Again, this is accounted for in the displaced fluid weight (i.e., the $\rho \ V$ terms).
This could be approximated by a damping term where the oscillating cylinder undergoes damped harmonic oscillation. Since the oscillation is just a variation of Hooke's law, you can further modify it by adding a damping term in the typical fashion for a damped harmonic oscillator, e.g., add a term like $\nu \ \dot{\mathbf{x}}$ where $\nu$ is a damping rate and $\dot{\mathbf{x}}$ is the time-variation of the position (i.e., speed/velocity).

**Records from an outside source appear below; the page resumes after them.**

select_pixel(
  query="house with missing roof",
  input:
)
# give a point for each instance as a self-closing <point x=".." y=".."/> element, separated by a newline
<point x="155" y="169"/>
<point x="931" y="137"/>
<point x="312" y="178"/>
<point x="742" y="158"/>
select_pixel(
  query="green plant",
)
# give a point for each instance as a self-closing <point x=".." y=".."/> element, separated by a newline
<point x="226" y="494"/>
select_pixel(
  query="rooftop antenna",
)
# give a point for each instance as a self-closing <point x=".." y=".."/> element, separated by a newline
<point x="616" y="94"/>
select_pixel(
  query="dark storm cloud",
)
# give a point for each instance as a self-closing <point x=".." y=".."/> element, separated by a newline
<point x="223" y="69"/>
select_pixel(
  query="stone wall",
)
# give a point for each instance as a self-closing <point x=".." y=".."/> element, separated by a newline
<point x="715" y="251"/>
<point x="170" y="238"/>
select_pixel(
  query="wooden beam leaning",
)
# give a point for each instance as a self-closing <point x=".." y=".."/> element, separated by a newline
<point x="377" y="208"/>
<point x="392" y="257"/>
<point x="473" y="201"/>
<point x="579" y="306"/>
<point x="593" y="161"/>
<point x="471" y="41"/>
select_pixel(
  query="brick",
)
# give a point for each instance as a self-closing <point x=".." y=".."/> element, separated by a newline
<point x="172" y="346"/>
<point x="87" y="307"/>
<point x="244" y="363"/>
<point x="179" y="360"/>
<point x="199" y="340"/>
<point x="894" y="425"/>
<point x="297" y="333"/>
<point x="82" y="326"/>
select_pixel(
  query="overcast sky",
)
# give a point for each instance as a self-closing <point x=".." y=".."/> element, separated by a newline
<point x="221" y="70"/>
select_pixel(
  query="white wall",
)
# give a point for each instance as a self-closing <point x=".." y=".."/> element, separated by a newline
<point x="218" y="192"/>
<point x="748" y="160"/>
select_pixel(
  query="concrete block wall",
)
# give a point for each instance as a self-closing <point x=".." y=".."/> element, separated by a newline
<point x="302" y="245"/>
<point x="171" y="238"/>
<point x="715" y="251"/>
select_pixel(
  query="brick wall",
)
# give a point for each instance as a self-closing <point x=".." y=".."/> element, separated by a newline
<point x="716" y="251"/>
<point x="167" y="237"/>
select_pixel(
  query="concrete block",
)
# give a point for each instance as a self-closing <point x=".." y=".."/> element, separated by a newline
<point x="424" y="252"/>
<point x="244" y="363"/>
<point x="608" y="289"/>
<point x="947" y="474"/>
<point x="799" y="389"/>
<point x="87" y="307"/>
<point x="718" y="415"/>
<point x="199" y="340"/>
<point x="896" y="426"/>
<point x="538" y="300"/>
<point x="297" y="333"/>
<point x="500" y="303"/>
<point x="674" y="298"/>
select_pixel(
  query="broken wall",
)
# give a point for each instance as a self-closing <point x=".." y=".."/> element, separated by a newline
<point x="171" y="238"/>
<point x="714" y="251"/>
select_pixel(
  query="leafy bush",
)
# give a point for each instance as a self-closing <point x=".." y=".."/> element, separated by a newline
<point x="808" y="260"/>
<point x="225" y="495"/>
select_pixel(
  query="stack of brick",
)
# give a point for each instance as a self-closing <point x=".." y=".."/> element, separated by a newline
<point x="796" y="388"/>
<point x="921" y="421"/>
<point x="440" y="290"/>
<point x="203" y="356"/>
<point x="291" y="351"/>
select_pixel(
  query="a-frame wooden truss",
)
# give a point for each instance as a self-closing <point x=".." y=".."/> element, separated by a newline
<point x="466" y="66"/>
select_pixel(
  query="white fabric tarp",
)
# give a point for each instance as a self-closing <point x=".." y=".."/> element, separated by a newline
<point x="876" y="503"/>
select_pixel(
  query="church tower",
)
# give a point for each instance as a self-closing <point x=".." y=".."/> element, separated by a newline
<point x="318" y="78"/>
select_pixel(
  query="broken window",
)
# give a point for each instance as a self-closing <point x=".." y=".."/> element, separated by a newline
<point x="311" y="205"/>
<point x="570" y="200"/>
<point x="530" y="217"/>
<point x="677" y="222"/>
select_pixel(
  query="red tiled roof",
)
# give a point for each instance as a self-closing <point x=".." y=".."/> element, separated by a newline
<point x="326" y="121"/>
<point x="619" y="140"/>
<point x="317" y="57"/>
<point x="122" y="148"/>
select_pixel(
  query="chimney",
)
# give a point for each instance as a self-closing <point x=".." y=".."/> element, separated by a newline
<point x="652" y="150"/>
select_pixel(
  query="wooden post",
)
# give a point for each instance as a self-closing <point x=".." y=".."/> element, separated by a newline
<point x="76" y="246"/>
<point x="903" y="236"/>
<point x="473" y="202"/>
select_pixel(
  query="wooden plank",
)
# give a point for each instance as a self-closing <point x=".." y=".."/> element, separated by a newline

You can estimate the total initial energy as the typical potential energy of a harmonic oscillator with $U = k \ x^{2}/2$ and then determine $\nu$ by measuring the e-folding time for the amplitude of the cylinder oscillations to decrease by a quantified amount.
Update
There is a subtlety that I missed in my original answer in that the frequency is not constant. The frequency of a constant-mass harmonic oscillator is given by $\omega = \sqrt{k/m}$. Here, however, the $m$ is not constant and so the displacement-dependent frequency will be: $$ \omega\left( \Delta x \right) = \sqrt{ \frac{k}{\rho \ A_{cyl} \ \Delta x} } = \sqrt{ \frac{g}{\Delta x} } \tag{2} $$
The damping rate, $\nu$, will also depend upon the displacement of the cylinder from equilibrium as the amplitude of the driven waves depend upon the volume of fluid displaced. Typically one shows that the frequency goes as $\omega^{2} = \omega_{o}^{2} - \nu^{2}/4$, where $\omega_{o} = \sqrt{k/m}$ is the standard harmonic oscillator resonance frequency and $\nu$ is a damping rate.
A simplifying assumption is to start with an initial $\Delta x$ that is small compared with the total cylinder length, $L$, and this allows us to argue that $\nu$ ~ constant (since the fluid displaced will change slowly and by a small amount). Without any damping, the cylinder would oscillate at $\sqrt{ \tfrac{g}{\Delta x} }$ indefinitely but the damping here will alter the maximum $\Delta x$ of each subsequent oscillation. So the amplitude and frequency of oscillations will change in time, i.e., the amplitude will decrease and the frequency should increase.